Arikawa continued, “In 2016, Los Angeles export to Japan totaled over $14 billion, and import into Los Angeles to over $23.5 billion. And for the past 15 years, the Port of Nagoya is Japan’s number one port for cargo volume and boasts the highest export value trade surplus in Japan besides being located at the center of Japan for direct mainland traffic routes.”

Yamada noted Nagoya’s tourism opportunities and its historical importance to Japan with its Atsuta Jingu (Shrine) with over 1,900 years history and three grand feudal lords, Tokugawa Ieyasu (1542-1616), Oda Nobunaga (1534-1582), and Toyotomi Hideyoshi (1537-1598), who each unified Japan.

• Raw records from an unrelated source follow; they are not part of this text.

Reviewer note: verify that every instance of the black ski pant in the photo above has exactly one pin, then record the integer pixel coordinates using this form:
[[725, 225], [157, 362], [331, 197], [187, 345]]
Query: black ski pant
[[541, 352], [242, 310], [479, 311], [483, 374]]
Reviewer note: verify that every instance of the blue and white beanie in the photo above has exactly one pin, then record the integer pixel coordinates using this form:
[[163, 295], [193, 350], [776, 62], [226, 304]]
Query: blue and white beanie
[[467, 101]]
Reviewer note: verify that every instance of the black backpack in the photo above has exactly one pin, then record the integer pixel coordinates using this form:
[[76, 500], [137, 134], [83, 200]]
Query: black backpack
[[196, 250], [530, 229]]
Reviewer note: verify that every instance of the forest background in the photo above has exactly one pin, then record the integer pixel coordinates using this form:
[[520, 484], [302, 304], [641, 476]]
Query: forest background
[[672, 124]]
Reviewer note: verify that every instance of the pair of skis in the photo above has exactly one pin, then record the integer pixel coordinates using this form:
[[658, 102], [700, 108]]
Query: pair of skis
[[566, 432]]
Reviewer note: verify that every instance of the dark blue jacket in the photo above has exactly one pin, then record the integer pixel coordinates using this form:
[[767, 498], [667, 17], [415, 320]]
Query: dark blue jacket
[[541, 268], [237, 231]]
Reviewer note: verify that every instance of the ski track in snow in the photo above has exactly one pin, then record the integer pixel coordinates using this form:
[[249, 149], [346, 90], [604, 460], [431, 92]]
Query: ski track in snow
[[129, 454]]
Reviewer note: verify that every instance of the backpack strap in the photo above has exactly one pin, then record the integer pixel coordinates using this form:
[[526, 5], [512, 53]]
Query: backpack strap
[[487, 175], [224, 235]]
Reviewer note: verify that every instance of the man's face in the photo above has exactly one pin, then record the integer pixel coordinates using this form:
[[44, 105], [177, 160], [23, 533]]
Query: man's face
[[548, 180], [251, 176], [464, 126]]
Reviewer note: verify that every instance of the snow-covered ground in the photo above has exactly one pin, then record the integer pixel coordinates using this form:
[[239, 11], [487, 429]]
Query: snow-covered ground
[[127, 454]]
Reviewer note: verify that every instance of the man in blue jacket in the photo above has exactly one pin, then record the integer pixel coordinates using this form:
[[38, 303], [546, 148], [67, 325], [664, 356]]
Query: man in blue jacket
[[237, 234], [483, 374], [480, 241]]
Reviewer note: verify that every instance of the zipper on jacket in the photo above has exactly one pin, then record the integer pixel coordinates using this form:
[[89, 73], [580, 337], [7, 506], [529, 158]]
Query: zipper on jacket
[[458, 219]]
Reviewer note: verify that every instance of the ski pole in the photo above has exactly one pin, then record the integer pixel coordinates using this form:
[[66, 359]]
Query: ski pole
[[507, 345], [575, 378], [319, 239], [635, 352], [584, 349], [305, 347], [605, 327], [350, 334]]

Yamada highlighted that Nagoya may not be well known as a tourist destination but has many exciting places to visit, including the Nagoya Castle (Hommaru Palace), Toyota Commemorative Museum of Industry and Technology, Legoland, SCMAGLEV and Railway Park, and Tokugawa Art Museum. He added that Nagoya’s close proximity to Ise-Shima in Mie Prefecture with its bounties from the ocean and Takayama in Gifu Prefecture with its mountain treasures makes Nagoya an ideal location to take in all that this region has to offer.